Une visite exceptionnelle en effet, d’une part en raison de sa rareté (Guillaume Sorbe nous a dit ne recevoir des particuliers que deux à trois fois par an et d’ailleurs c’est le premier CR de ce genre sur LPV) et d’autre part en raison de la qualité des échanges et des vins dégustés.
J’avais eu l’occasion d’évoquer avec Guillaume la possibilité de lui rendre visite et par ailleurs son père Jean-Michel est membre d’honneur du club Amphores de Bourges.

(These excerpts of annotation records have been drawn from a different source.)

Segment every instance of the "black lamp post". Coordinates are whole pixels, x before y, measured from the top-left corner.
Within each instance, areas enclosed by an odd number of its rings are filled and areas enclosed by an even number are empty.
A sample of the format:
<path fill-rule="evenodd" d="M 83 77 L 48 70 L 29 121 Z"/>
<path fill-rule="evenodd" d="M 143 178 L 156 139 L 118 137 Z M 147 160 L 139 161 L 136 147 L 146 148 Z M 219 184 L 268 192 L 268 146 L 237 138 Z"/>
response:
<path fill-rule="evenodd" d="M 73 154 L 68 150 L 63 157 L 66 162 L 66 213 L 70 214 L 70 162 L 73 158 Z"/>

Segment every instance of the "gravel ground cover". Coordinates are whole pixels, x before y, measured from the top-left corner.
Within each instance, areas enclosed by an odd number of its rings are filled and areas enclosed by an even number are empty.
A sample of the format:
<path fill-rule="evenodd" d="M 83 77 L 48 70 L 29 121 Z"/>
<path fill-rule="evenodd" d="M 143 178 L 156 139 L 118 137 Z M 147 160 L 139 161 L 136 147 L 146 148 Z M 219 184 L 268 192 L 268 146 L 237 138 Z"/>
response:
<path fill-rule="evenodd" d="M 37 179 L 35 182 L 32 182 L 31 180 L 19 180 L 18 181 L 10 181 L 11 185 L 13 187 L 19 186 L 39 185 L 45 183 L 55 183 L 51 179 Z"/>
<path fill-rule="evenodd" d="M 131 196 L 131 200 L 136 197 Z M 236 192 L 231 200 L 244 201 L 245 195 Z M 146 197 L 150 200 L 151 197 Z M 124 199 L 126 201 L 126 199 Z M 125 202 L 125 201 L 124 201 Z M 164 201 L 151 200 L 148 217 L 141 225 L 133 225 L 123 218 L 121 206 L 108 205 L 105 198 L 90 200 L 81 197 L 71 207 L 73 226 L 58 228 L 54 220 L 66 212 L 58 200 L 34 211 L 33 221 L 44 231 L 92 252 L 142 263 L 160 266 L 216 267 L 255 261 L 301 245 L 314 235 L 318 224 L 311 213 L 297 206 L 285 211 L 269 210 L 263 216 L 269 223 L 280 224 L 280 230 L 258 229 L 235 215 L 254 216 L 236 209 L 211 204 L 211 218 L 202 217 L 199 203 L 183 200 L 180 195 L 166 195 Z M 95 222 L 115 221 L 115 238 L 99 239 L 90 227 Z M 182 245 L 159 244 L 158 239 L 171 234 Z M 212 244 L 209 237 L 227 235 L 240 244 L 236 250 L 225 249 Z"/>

Nous avons donc pu finaliser cette rencontre avec quelques membres du bureau d’Amphores pour ce début mars.
L’histoire du domaine
Il s’agit donc du domaine Les Poëte et, comme tout le monde, nous nous sommes posé la question de la présence du tréma et de l’absence de s sur ce nom évocateur mais étonnant… Eh bien il provient d’Esther Poëte, l’arrière-grand-mère de Guillaume, qui avait épousé Auguste Sorbe. Lorsque le domaine a été créé, à l’origine par Guillaume avec son père Jean-Michel et ses frères Ulrich et Grégoire, c’est le nom qui a été choisi car ils étaient plusieurs ; il est maintenant seul aux commandes mais a conservé le nom.
Le domaine comprend aujourd’hui 7 ha, ce qui est raisonnable, mais il se compose de 28 parcelles différentes, très éloignées les unes des autres, au-delà du seul éloignement avec ses vignes de Touraine travaillées par un collègue vigneron. Le domaine est en effet réparti sur les appellations Reuilly, Quincy et Touraine.
On va le voir par la suite, à chaque fois que Guillaume a eu à faire des choix, il n’a visé qu’un seul objectif : la qualité. « Il faut faire les choses intelligemment car les conséquences durent quelques dizaines d’années ». Cela a donc commencé avec le choix des parcelles, selon le sol (argilo-calcaires très variés pour Reuilly, graves sur calcaire pour Quincy alors que l’énorme majorité de l’appellation est constituée de sables et de graves), l’exposition et la pente pour Reuilly (notamment coteau de Chéry). Or les beaux terroirs disponibles étaient rares et peu étendus, souvent difficiles à travailler. Par rapport à un collègue qui dispose lui aussi de 7 ha mais d’un seul tenant et qui met deux heures pour traiter ses vignes, Guillaume y passe deux jours … et pas sept heures par jour…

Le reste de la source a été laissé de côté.